Once DAERA has made its assessment, it will refer the plans to the European Commission, which will in due course say whether or not the ports comply with EU animal health controls and can be authorized as EU-certified Border Inspection Posts (BIPs). 

"That’s a three, maybe four-stage process," says one source familiar with the process. 

The UK has written to the EU on how it will manage this choreography, and will send a follow up letter with further details before the end of June.

Another major challenge will be figuring out what goods flowing from GB-NI are liable for tariffs, and what goods will be exempt.

This is covered by Article 5 of the Protocol.  There are goods which are coming directly into Northern Ireland for sale, goods which will be part of a supply chain or manufacturing process in Northern Ireland, and goods which have originated in a third country which has a trade deal with the UK.

The bottom line for the EU is that all goods are essentially guilty until proven innocent. In other words, all goods will be deemed at risk of moving across the border into the EU’s single market unless they can be clearly shown not to be at risk.

If the latter, then either the trader pays the tariff and is later reimbursed, or the trader is exempt altogether.

It will be up to the Joint Committee to figure out how all this will work. 

The UK wants as pragmatic and flexible an approach as possible.  The European Commission has told traders in Northern Ireland that there are flexibilities within the rules, but the rules - ie, the checks and controls - must apply.
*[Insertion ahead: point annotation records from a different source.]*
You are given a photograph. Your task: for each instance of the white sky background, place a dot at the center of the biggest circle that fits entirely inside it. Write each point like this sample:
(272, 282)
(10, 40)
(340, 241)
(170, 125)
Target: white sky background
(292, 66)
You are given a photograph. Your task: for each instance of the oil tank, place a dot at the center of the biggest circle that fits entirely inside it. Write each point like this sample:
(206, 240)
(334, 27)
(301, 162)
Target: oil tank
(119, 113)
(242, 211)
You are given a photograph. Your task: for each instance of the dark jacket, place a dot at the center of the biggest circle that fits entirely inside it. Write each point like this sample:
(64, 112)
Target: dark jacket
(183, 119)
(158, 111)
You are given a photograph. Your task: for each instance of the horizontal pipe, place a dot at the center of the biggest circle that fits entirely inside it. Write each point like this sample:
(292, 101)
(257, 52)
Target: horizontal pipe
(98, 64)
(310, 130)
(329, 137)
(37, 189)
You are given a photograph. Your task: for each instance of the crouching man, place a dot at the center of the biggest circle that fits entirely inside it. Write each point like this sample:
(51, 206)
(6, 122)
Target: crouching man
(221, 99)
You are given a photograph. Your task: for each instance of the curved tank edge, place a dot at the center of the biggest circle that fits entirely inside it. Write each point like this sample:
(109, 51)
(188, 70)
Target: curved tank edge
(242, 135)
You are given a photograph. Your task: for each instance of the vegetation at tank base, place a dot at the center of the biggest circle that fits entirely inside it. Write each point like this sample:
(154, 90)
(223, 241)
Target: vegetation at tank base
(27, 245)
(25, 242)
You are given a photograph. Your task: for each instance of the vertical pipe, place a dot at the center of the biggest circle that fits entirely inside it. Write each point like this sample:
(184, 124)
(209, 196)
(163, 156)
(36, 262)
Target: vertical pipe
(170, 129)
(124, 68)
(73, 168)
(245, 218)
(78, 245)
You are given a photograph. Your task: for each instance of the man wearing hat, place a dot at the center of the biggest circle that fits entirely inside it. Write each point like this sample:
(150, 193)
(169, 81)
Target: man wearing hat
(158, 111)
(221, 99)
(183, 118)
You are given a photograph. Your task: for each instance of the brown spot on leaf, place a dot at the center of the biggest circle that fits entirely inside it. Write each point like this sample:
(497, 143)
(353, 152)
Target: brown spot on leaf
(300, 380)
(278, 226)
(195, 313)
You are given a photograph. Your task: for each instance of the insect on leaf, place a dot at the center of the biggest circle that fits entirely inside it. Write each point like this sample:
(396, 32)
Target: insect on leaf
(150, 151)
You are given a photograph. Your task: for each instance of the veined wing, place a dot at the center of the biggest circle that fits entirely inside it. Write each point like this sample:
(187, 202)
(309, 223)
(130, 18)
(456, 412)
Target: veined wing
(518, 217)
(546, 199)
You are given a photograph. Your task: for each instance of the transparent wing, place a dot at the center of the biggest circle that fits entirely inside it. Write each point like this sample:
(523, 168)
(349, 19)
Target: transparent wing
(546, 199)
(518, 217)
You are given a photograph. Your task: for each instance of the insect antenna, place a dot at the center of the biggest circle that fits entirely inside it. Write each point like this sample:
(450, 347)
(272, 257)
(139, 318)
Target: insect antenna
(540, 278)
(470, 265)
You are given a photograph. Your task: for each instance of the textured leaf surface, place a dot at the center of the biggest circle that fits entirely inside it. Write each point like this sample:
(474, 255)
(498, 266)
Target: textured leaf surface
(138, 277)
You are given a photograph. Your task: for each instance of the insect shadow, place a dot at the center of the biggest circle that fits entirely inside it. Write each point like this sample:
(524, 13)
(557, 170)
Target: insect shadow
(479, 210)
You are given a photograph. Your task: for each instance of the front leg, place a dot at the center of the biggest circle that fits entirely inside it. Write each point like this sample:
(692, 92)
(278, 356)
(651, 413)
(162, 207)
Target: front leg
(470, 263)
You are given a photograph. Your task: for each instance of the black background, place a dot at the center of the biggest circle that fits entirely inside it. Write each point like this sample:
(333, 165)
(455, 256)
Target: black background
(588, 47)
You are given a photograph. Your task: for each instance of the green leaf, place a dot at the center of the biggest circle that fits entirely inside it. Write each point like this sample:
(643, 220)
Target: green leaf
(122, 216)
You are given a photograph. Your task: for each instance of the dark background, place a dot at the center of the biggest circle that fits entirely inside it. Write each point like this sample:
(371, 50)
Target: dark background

UK officials insist they respect the EU's need to protect its single market, but they also point out that the Protocol commits both sides to use their "best endeavours" to minimise the impact.

UK officials too now talk a lot about the Good Friday Agreement.

This represents a clear shift in strategy, or at least messaging.  In briefings officials insist that the GFA must be the lodestar of how the Protocol is implemented, and the lens through which all decisions by the Joint Committee should be taken.

In other words, the UK believes that if the Protocol is too stringently implemented, it will upset the unionist population, the business community, and inhibit trade between the North and Great Britain, and thus undermine the spirit of the Belfast Agreement.

Indeed, a number of officials derided the European Commission’s technical note on the outstanding elements of the Protocol that need to be completed, because it contained no mention of the Good Friday Agreement.

Critics will say that the most enthusiastic Brexiteers and Vote Leave ground troops, who now populate Boris Johnson’s government, did not display such reverence for the Good Friday Agreement during the 2016 Brexit referendum.

Nor did they have much time for Theresa May’s solution to the Irish problem, which would have kept checks and controls at a minimum through her UK-wide customs union with the EU, and the high alignment free trade agreement to which she aspired.

Nonetheless, this is where things stand. The grating tensions between the EU and UK on the Protocol remain, but the wheels are beginning to turn.